# Ipad et vidéos + Disque Dur Externe



## marjorie1967 (7 Mai 2010)

Bonjour,

J'ai déjà un Macbook à la maison mais en préparation d'un tour de monde pendant plus d'un an, je souhaiterais avoir un ordi plus léger, moins volumineux et que je peux trimbaler partout.

J'ai tout de suite pensé à L'ipad. L'utilisation serait: Internet, Iphoto (pour stocker mes photos), facebook, et regarder des vidéos.

Je souhaiterais prendre un Disque Dur et le brancher directement à L'ipad pour regarder mes Videos.

J'ai vu qu'Apple a sortit une connectique pour les appareils photos alors je me demandais si l'on pouvait connecter un DD sur l'ipad ou si on devait uniquement passer par Itunes?

Par avance, un grand merci

Marjorie


----------



## spaceiinvaders (7 Mai 2010)

Salut a toi Marjorie. Pour commencer je te dis surtout ne regrette pas ton choix, tu as fait le meilleur 

Après, j'ai fait une petite recherche pour toi et apparement oui c'est possible mais uniquement si tu jailbreak ton iPad. 

Je n'ai pas voulu emcombrer trop avec des liens, alors je te conseil de taper " disque dur externe sur iPad " et tu devrais trouver tes reponses. 

A bientôt !


----------



## marjorie1967 (7 Mai 2010)

spaceiinvaders a dit:


> Salut a toi Marjorie.
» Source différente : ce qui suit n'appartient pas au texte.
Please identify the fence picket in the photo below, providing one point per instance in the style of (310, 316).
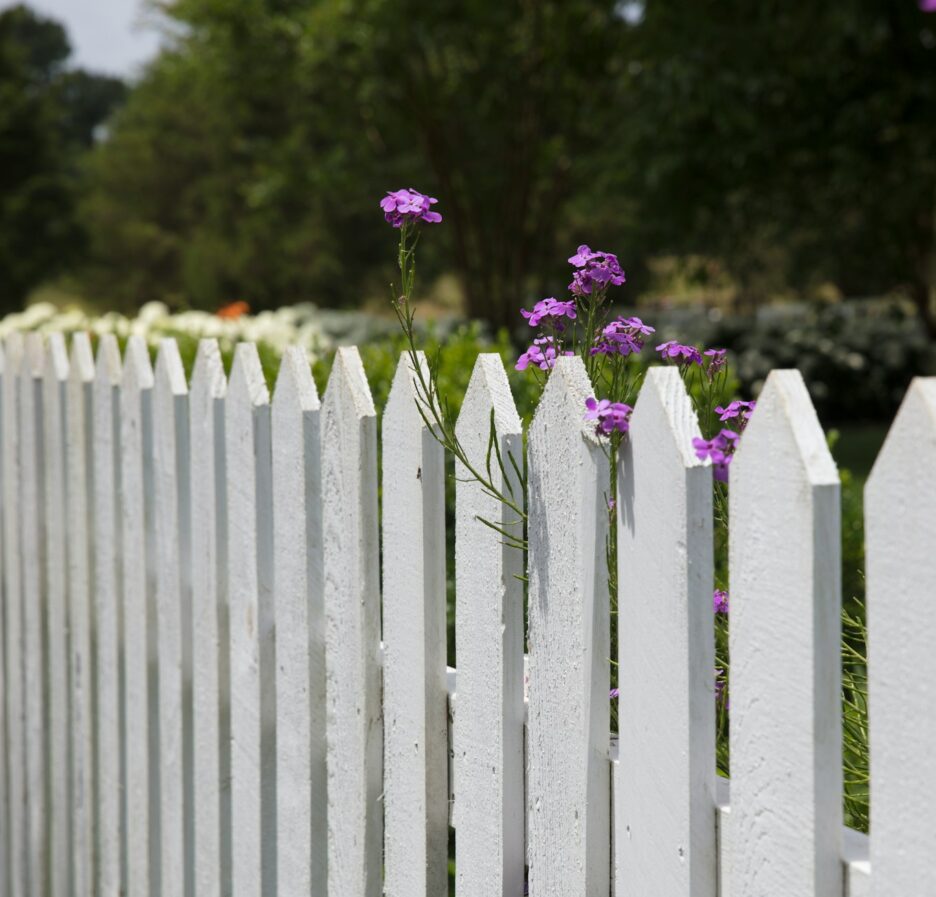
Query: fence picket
(900, 527)
(488, 727)
(33, 572)
(352, 635)
(569, 849)
(53, 461)
(300, 631)
(250, 575)
(211, 659)
(786, 789)
(108, 617)
(80, 526)
(664, 824)
(414, 602)
(173, 612)
(139, 623)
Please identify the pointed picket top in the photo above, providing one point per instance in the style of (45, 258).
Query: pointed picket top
(900, 529)
(247, 380)
(569, 826)
(81, 363)
(56, 360)
(488, 389)
(786, 771)
(665, 651)
(108, 368)
(785, 406)
(208, 378)
(347, 384)
(137, 367)
(352, 631)
(169, 375)
(563, 400)
(295, 387)
(210, 683)
(488, 729)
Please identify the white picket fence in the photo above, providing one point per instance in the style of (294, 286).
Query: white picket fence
(210, 689)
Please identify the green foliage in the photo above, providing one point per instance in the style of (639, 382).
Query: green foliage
(47, 116)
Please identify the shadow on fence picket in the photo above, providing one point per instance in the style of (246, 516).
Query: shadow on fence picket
(208, 691)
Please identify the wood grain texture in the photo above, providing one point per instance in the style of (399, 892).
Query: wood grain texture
(34, 573)
(14, 692)
(210, 662)
(141, 812)
(352, 614)
(108, 618)
(569, 647)
(250, 589)
(301, 805)
(79, 530)
(664, 824)
(171, 513)
(414, 635)
(488, 729)
(900, 522)
(786, 764)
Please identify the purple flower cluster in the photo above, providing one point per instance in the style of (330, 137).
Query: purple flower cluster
(720, 450)
(680, 353)
(595, 269)
(720, 601)
(542, 353)
(738, 409)
(610, 416)
(552, 309)
(405, 206)
(623, 336)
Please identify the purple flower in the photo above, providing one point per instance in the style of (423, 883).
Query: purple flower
(718, 358)
(720, 450)
(720, 601)
(610, 415)
(542, 353)
(737, 409)
(550, 308)
(623, 336)
(596, 268)
(683, 354)
(403, 206)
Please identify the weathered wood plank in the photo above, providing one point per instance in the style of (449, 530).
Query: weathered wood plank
(33, 572)
(786, 768)
(488, 730)
(173, 613)
(352, 612)
(250, 583)
(211, 658)
(900, 498)
(15, 867)
(302, 830)
(664, 825)
(139, 624)
(569, 622)
(108, 618)
(80, 527)
(414, 637)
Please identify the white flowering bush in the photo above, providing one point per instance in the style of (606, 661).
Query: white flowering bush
(272, 330)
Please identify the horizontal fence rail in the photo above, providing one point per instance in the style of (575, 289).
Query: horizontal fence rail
(224, 660)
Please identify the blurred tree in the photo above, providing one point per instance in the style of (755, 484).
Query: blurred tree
(46, 114)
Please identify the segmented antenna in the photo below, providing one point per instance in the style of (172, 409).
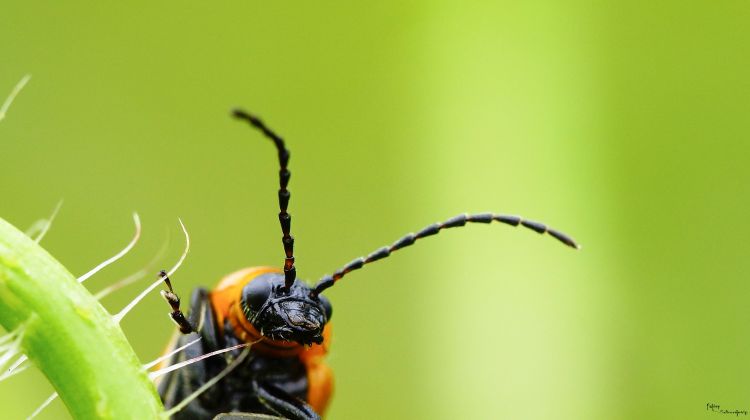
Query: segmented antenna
(290, 272)
(457, 221)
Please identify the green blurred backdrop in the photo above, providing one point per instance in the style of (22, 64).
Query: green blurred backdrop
(624, 124)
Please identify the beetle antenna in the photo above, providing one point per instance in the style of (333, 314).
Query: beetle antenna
(457, 221)
(290, 272)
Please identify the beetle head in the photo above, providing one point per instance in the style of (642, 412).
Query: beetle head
(280, 314)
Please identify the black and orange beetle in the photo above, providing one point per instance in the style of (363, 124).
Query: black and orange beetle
(287, 321)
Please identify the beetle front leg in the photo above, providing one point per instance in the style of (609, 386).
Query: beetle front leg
(280, 402)
(174, 301)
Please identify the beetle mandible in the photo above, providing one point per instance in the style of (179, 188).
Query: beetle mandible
(287, 321)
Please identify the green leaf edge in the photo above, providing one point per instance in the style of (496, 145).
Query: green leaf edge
(69, 336)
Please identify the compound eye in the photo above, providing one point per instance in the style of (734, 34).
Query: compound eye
(255, 294)
(326, 304)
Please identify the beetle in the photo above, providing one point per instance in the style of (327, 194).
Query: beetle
(286, 320)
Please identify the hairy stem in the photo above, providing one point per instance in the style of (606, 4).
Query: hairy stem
(69, 336)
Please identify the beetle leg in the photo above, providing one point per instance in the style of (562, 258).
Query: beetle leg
(174, 301)
(280, 402)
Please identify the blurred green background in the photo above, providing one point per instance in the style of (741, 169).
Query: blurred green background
(623, 124)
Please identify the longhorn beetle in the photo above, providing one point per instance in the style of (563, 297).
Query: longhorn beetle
(286, 320)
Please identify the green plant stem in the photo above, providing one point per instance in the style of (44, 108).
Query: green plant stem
(69, 336)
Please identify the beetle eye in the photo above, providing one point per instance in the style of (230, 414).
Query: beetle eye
(326, 304)
(255, 294)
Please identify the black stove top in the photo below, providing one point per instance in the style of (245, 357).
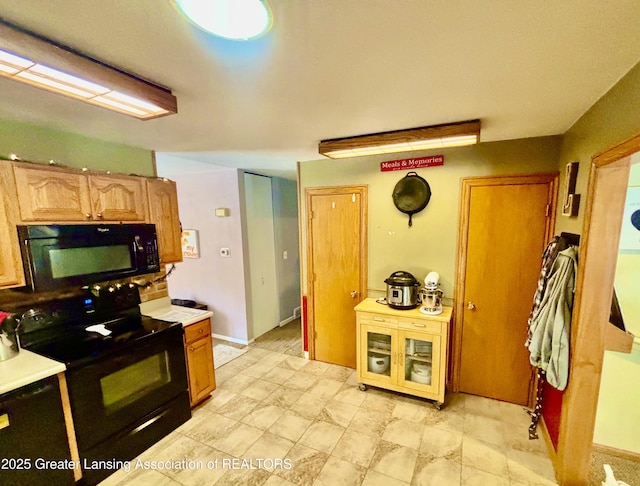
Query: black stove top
(84, 328)
(77, 345)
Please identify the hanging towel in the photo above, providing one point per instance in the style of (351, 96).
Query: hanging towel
(550, 324)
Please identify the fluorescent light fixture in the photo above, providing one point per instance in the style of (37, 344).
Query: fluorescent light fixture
(230, 19)
(39, 62)
(437, 136)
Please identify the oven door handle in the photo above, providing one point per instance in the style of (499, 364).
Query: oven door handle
(149, 422)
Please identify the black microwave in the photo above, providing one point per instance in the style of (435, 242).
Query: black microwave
(56, 256)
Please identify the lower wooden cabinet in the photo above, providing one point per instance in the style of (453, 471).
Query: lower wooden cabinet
(402, 350)
(198, 348)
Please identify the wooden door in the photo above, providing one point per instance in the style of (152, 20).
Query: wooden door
(163, 212)
(265, 303)
(337, 270)
(51, 194)
(505, 225)
(118, 198)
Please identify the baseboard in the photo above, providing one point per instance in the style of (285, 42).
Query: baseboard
(619, 453)
(551, 450)
(287, 321)
(296, 315)
(230, 339)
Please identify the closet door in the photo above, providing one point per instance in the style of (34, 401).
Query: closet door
(505, 225)
(265, 309)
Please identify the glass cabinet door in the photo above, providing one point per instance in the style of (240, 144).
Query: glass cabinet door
(379, 356)
(421, 366)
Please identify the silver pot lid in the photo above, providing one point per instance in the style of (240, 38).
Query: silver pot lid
(402, 278)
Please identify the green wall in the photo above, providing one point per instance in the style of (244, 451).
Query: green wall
(41, 144)
(611, 120)
(430, 244)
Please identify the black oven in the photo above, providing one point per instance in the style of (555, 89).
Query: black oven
(126, 373)
(108, 392)
(56, 256)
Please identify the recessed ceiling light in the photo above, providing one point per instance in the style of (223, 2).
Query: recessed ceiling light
(230, 19)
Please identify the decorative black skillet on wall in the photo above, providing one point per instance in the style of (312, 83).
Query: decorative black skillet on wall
(411, 194)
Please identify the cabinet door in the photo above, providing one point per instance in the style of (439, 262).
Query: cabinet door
(419, 363)
(378, 355)
(51, 194)
(202, 379)
(11, 271)
(118, 198)
(163, 212)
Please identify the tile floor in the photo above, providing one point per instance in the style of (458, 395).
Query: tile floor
(279, 420)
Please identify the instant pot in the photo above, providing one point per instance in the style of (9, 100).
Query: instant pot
(402, 290)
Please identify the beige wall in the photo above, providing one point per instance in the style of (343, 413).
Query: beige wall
(617, 420)
(430, 244)
(40, 144)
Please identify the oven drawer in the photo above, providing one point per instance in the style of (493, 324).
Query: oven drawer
(134, 440)
(113, 392)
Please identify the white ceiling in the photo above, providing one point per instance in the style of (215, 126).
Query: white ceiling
(336, 68)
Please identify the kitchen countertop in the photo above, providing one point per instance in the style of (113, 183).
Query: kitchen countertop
(163, 309)
(26, 368)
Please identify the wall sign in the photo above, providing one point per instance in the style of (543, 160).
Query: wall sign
(416, 163)
(190, 247)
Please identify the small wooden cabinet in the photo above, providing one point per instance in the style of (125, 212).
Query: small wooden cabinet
(40, 194)
(402, 350)
(53, 194)
(199, 355)
(11, 271)
(163, 205)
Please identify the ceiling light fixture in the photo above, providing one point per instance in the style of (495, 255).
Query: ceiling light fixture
(423, 138)
(39, 62)
(231, 19)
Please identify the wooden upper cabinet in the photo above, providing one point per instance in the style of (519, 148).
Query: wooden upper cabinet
(51, 194)
(11, 271)
(116, 198)
(163, 212)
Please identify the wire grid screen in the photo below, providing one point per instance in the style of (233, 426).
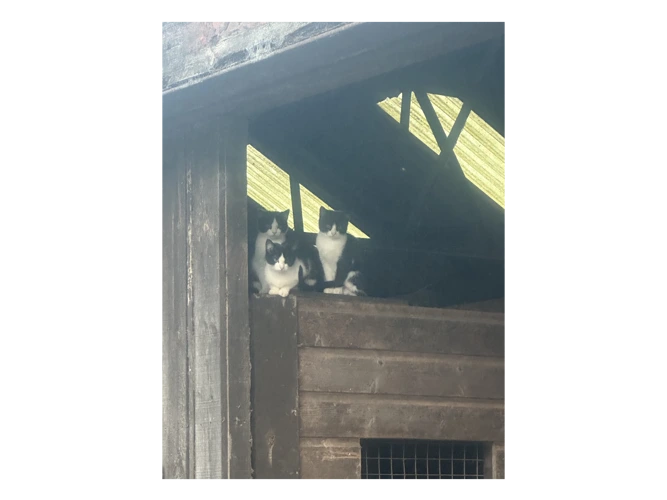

Pour commencer je te dis surtout ne regrette pas ton choix, tu as fait le meilleur
> 
> Après, j'ai fait une petite recherche pour toi et apparement oui c'est possible mais uniquement si tu jailbreak ton iPad.
> 
> ...



Merci beaucoup 
En effet j'ai trouvé des infos sur le jailbreak sur google


----------



## spaceiinvaders (7 Mai 2010)

Mais de rien. Oui le jailbreak sera facile si tu sohaites le faire (avec " Spirit " tu feras ça en 30 secondes grand maximum)

Oublie pas de nous tenir au courant !


----------